To be clear, the message of the Gospel of Jesus Christ definitely entails a transformation of ourselves and the world, now and in the future, such that we experience a change of emotions. If we and the world around us change, so too should the emotional signals change. As such, this will often times free us from the more distorting, debilitating, unhealthy versions of the various emotions we have, although this is not always the immediate case; sometimes a person who follows Jesus and has the Spirit will linger with a long-term battle against such debilitating feelings. But the Gospel of Jesus Christ isn’t about freeing us from certain emotions, even if it has that effect; it is about the redemption of the entire creation, our minds and bodies included. But, if we treat the Gospel as (pseduo-)therapy that counsels us to avoid certain emotions, our religiously-justified rules of emotional avoidance will leave us enslaved to the very same emotion, while becoming unaware and oblivious to its control the and to realities of the world around us that evoke these emotions; thus, we begin to get into the game of treating these emotions as evil and thus also treating those people, circumstances, and things that causes these feelings within us as somehow evil and bad. Our rules written up in an attempt to escape from pain will leave the problem lingering, put other people into pain as the problem lingers, and in some situations, this may lead to that pain rebounding back in a greater, more extreme form.

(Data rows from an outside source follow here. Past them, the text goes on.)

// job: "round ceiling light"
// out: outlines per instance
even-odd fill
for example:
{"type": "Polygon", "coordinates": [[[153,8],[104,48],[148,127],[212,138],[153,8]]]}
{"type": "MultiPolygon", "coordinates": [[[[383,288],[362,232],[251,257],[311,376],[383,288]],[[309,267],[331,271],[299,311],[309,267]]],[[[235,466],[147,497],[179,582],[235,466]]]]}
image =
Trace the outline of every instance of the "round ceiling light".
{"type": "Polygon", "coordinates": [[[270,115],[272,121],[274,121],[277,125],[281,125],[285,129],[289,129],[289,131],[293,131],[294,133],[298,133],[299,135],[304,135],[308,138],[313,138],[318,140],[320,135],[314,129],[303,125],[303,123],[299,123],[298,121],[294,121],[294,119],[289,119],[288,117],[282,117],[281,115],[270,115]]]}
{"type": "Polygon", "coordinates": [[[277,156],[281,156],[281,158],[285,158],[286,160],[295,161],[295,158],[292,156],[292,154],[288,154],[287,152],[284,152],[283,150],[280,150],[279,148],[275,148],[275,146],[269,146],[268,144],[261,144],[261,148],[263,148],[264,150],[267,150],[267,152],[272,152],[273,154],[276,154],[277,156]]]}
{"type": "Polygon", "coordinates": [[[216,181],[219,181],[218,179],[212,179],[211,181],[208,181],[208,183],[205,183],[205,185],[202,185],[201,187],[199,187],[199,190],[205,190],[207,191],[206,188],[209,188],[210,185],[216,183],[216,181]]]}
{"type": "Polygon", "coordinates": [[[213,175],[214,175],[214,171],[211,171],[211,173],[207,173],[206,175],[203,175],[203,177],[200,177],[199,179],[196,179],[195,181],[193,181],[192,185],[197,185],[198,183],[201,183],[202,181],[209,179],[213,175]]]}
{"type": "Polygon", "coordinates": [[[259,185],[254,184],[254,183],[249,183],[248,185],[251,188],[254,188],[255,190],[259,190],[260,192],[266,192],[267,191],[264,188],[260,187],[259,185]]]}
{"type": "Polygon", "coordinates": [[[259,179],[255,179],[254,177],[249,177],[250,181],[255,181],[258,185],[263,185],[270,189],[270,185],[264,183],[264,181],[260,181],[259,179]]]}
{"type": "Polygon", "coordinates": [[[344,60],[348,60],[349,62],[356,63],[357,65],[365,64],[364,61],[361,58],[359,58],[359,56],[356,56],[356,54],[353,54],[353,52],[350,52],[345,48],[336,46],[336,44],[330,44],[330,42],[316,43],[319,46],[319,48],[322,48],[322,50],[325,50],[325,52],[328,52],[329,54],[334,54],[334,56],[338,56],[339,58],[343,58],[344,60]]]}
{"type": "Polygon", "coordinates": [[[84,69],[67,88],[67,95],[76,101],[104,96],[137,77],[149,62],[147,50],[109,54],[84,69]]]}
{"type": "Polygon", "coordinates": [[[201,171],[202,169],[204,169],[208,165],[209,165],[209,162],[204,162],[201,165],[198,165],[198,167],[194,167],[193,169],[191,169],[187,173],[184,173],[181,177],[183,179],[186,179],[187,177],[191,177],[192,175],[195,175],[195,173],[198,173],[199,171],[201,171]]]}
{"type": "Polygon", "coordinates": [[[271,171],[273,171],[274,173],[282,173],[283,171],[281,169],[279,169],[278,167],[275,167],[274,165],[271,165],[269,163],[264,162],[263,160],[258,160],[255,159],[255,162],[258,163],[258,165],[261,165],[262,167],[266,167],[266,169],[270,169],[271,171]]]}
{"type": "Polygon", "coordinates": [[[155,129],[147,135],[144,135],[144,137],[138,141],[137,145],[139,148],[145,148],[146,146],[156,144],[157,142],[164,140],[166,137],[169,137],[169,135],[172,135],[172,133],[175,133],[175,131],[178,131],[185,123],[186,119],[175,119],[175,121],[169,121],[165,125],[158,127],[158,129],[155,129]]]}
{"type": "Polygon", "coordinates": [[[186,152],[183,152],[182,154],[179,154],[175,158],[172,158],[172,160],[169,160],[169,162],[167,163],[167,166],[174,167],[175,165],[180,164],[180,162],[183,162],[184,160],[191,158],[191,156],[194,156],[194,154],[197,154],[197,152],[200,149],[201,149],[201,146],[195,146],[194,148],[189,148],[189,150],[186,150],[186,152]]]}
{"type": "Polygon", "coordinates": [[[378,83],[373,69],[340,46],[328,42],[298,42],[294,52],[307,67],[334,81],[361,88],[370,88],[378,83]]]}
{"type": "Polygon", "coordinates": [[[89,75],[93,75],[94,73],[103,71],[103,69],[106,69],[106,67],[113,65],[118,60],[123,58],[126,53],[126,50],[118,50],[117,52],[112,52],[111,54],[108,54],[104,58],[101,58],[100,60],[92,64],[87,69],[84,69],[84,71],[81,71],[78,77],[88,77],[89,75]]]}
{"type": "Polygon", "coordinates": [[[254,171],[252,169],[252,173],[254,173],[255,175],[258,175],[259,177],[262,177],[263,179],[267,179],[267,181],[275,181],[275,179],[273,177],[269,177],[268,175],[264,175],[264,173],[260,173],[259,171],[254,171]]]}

But the story of Jesus Christ is not about avoiding the pain of these emotions, but it entails an openness to and acceptance of the reality of suffering, but with the faith that this form of suffering can lead us through the power of the Spirit into conformity to the very pattern of Jesus Christ. It is through this that we overcome the debilitation of toxic forms of emotion; it is through this that our emotions are changed to rightly fit the situation so that that we become molded to the character of Christ.